Harvey's first book, Tell It Like It Is, self-published in 1967, documented the lives of a black family living in Norfolk, Virginia. His two major books, Cuba and Divided Soul, are based on the Spanish cultural migration into the Americas, and Living Proof deals with hip-hop culture. Martin Parr and Gerry Badger say of Harvey's book (Based on a True Story) that it "takes its place as one of the best of the more extravagantly designed photobooks at a time when extravagant design is making a comeback".

One of Harvey's photographs of a father and daughter from Malaysia is included on the Voyager Golden Record.

He is founder and curator of Burn, a website showing the work of emerging photographers, launched in 2008.

He is based in The Outer Banks, North Carolina and New York City.

== Sexual misconduct allegations ==

In August 2020, the Magnum Photos website was taken offline after "issues were raised by two articles on the Fstoppers photography website, amplified on social media, which accused Magnum of promoting sexually explicit images of children, featuring nudity, and encounters with clients that the website suggested constituted a record of acts of child sexual abuse. [. . .] Much of the criticism [. . .] focused on a series of photographs by [. . .] Harvey from his time documenting sex workers in Bangkok in 1989." The accusations were made "on the basis of the tagging of some of the images." The photographic series, entitled Bangkok Prostitutes, was taken by Harvey in 1989 in Bangkok, tagged a photograph of a topless girl both "prostitution" and "teenage girl—13 to 18 years".

Following a Twitter thread by a photojournalist alleging that Harvey's sexual misconduct was an open secret, Magnum carried out a formal investigation to determine if there had been a breach of their code of conduct. He received a one-year suspension from Magnum "over a separate allegation of harassing a female colleague" in October 2020. A subsequent December 2020 article in Columbia Journalism Review detailed sexual misconduct allegations by eleven separate women including incidents where Harvey masturbated during video calls without prior consent.

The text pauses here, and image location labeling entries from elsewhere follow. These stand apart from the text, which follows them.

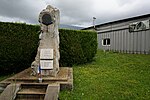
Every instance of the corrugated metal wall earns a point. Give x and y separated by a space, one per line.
121 40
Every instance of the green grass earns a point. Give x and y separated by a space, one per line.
112 76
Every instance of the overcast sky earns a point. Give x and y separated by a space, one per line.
73 12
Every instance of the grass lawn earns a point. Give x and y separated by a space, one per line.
112 76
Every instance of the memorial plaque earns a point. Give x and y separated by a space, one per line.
46 19
46 54
46 64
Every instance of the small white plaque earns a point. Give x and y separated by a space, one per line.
46 64
46 54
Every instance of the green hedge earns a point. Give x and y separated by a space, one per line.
77 47
19 42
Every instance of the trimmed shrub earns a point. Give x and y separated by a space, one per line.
77 47
19 42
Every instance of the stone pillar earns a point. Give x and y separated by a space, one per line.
49 39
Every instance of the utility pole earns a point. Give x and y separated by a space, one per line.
94 18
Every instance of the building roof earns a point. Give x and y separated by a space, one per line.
119 21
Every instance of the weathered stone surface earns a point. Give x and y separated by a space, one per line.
10 92
49 21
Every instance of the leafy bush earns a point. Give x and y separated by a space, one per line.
19 42
77 47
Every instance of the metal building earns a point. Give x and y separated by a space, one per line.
130 35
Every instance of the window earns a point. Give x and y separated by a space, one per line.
106 42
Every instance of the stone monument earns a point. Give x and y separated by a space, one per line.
47 58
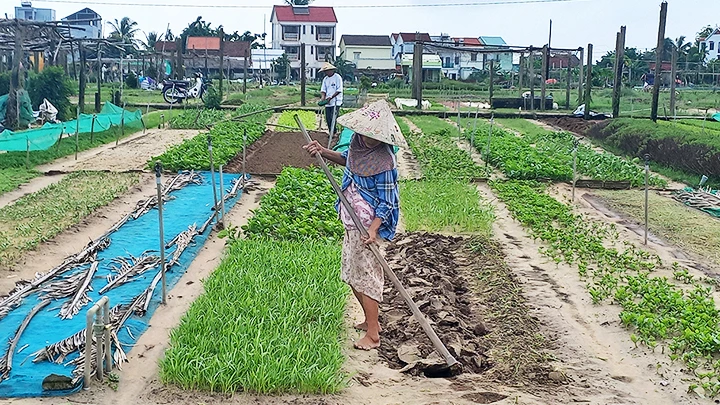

As of March 17, 2021, Harvey is no longer a member of Magnum. After a private investigation into sexual misconduct claims against Harvey, the Magnum board voted to remove him as a member. Harvey chose to resign on the March 16, before the entire Magnum membership could vote on the matter.

== Awards ==

- 1978: Magazine Photographer of the Year, National Press Photographers Association
- 2005: Photographer of the Year, PMDA (PhotoImaging Manufacturers and Distributors Association)

==Publications==
===Publications by Harvey===
- Tell It Like It Is. Self-published, 1967.
- America's Atlantic Isles. DC: National Geographic Society, 1981. ISBN 9780870443640.
- Cuba. Washington, DC: National Geographic Society, 2000. ISBN 978-84-8298-196-3.
- Divided Soul. London: Phaidon, 2003. ISBN 978-0-7148-4313-1.
- Living Proof. Brooklyn, NY: powerHouse, 2007. ISBN 978-1-57687-403-5.
- (Based on a True Story). Self-published / BurnBooks, 2012. Edition of 600 copies.
  - Magazine edition. Edition of 5000 copies.
- Off for a Family Drive. Self-published, 2020.

===Publications with contributions by Harvey===
- Home. Tokyo: Magnum Photos Tokyo, 2018. ISBN 978-4-9909806-0-3.